Reputation: 413
I have a file like this:
419 I 0.3529
420 S 0.3182
421 T 0.3740
422 Y 0.3872
423 I 0.3460
424 E 0.4409
425 S 0.3182
426 T 0.3740
427 Y 0.4141
428 I 0.3460
429 S 0.3131
430 Y 0.3838
431 T 0.3939
432 S 0.3101
and I am trying to make an Awk program to evaluate the third column for numbers greater than or equal to 0.4. If true, take 4 characters up and 4 down in that letter (second column).
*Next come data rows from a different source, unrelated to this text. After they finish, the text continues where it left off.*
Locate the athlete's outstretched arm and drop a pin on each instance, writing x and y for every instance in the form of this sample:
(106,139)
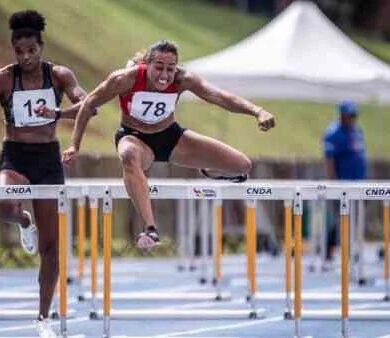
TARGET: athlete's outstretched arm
(228,101)
(72,90)
(117,83)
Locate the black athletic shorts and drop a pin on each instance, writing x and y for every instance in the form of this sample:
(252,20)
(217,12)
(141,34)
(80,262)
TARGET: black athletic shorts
(40,163)
(161,143)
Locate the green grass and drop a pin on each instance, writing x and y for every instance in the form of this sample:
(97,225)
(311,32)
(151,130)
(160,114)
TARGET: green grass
(94,37)
(298,132)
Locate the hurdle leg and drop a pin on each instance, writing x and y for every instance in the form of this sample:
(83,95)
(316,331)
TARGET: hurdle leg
(251,253)
(107,238)
(344,242)
(93,254)
(191,233)
(298,210)
(386,246)
(217,252)
(80,245)
(362,280)
(204,236)
(181,234)
(62,248)
(287,255)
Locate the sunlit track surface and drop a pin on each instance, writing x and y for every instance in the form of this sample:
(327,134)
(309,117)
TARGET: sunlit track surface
(166,278)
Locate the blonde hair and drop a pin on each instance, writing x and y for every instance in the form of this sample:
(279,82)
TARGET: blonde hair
(145,55)
(139,57)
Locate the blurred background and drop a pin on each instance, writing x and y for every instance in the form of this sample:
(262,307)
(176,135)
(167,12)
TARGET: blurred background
(94,37)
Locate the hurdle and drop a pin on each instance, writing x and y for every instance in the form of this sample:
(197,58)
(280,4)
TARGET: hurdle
(182,190)
(28,192)
(345,193)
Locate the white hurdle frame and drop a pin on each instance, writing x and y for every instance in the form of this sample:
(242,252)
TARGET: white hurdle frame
(193,189)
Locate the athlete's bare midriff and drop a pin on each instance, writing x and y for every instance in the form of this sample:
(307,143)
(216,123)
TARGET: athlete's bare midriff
(35,134)
(38,134)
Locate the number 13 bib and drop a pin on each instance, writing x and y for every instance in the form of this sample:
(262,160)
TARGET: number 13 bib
(25,101)
(152,107)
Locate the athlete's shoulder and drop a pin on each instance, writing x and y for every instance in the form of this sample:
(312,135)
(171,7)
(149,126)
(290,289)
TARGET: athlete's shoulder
(6,76)
(6,70)
(184,78)
(62,74)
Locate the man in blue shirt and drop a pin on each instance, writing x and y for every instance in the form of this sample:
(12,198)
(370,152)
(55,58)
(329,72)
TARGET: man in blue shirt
(345,157)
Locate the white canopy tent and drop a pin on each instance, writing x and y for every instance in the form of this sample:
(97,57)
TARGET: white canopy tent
(301,54)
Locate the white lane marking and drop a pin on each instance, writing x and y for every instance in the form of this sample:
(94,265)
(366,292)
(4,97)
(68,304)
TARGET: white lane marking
(32,326)
(222,327)
(75,336)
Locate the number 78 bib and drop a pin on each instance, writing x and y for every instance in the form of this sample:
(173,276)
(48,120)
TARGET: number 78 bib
(152,107)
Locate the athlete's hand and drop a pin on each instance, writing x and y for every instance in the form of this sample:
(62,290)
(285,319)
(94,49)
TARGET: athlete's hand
(265,120)
(43,111)
(69,155)
(148,238)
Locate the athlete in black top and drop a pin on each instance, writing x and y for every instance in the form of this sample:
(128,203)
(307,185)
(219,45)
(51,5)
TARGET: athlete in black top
(30,93)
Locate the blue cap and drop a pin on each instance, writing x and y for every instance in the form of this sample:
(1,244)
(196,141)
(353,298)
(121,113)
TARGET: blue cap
(348,108)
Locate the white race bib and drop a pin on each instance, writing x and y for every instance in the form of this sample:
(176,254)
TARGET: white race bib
(152,107)
(25,101)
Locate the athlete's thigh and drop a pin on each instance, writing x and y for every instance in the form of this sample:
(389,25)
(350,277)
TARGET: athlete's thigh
(11,177)
(199,151)
(46,218)
(130,146)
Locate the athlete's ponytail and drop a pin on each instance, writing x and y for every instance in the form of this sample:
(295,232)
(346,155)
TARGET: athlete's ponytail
(27,24)
(163,46)
(138,58)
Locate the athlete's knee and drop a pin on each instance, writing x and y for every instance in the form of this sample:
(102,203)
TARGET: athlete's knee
(130,156)
(48,249)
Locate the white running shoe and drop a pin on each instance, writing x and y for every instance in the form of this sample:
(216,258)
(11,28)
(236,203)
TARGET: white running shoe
(29,237)
(44,329)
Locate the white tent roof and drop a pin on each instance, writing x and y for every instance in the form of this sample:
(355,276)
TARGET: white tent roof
(301,55)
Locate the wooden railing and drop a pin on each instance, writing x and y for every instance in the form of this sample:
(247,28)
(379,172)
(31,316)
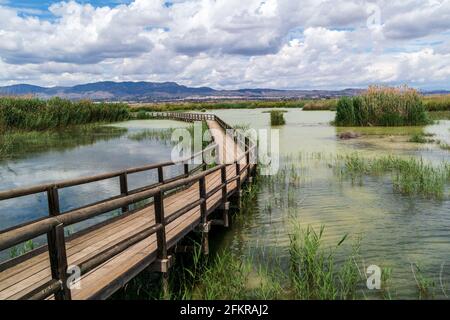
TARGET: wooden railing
(53,225)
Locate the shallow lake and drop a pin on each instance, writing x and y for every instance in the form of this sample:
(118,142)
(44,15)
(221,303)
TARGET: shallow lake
(395,231)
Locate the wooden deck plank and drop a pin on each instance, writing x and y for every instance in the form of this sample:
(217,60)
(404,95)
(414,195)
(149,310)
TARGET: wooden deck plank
(24,277)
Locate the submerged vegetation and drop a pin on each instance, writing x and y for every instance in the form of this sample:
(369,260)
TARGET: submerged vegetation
(277,118)
(37,114)
(380,106)
(409,176)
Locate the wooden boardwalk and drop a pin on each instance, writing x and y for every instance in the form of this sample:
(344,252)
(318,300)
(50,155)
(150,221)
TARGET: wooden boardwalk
(113,252)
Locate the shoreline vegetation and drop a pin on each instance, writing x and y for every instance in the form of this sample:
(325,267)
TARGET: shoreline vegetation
(382,106)
(312,268)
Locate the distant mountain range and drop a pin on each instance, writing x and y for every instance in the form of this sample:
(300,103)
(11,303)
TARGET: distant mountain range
(164,91)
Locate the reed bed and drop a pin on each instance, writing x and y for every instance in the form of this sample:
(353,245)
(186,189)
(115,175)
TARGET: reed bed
(37,114)
(412,177)
(382,106)
(203,106)
(437,102)
(315,274)
(321,105)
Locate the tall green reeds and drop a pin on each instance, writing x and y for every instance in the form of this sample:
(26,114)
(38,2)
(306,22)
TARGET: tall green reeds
(315,273)
(437,102)
(413,177)
(277,118)
(37,114)
(381,106)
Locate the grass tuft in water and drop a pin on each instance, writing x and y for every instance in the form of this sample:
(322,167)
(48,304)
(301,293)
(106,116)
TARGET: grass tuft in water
(277,118)
(413,177)
(315,274)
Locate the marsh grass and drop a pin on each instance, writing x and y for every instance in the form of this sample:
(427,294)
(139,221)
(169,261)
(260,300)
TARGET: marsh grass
(18,113)
(277,118)
(21,249)
(163,135)
(382,106)
(419,138)
(188,106)
(437,102)
(425,286)
(320,105)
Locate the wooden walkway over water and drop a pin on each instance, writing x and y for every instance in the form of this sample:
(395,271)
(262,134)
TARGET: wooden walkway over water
(111,253)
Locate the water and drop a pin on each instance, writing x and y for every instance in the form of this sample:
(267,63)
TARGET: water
(79,154)
(394,230)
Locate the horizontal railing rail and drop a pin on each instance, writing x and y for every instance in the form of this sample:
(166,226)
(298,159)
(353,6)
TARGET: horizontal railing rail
(53,226)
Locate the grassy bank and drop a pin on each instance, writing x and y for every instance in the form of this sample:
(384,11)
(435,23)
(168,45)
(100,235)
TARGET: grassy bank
(320,105)
(187,106)
(380,106)
(37,114)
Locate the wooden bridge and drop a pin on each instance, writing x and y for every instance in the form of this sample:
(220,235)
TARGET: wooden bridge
(111,253)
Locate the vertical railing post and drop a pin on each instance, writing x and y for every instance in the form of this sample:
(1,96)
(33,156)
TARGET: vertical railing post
(225,204)
(160,175)
(163,263)
(159,219)
(124,188)
(53,201)
(57,247)
(238,184)
(223,174)
(247,156)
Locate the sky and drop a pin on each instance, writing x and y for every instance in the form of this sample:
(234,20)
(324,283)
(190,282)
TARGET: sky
(227,44)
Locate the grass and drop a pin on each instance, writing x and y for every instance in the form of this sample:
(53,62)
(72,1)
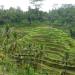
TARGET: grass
(51,41)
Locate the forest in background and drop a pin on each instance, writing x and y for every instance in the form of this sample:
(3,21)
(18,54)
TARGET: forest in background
(35,42)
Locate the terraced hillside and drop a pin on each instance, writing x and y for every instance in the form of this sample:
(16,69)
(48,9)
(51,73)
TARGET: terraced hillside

If there are multiple matches, I want one fixed-length string for each:
STYIESTYI
IESTYISYT
The first one comes because there is a match on the line numbered 424; the second is a (partially overlapping) match for the line numbered 427. How would I approach this?
Upvotes: 0
Views: 158
Reputation: 67467
awk
to the rescue!
$ awk '{a[NR]=$2; v[NR]=$3>0.4}
v[NR-4]{for(i=NR-8;i<=NR;i++)
printf "%s", a[i];
print ""}' file
STYIESTYI
IESTYISYT
If your file is big, a rolling window might be a better solution.
UPDATE: As per @Ed Morton's comment, the script always expects that there will be 4 trailing lines after a match. If not so, special END block need to be added to handle the dangling lines.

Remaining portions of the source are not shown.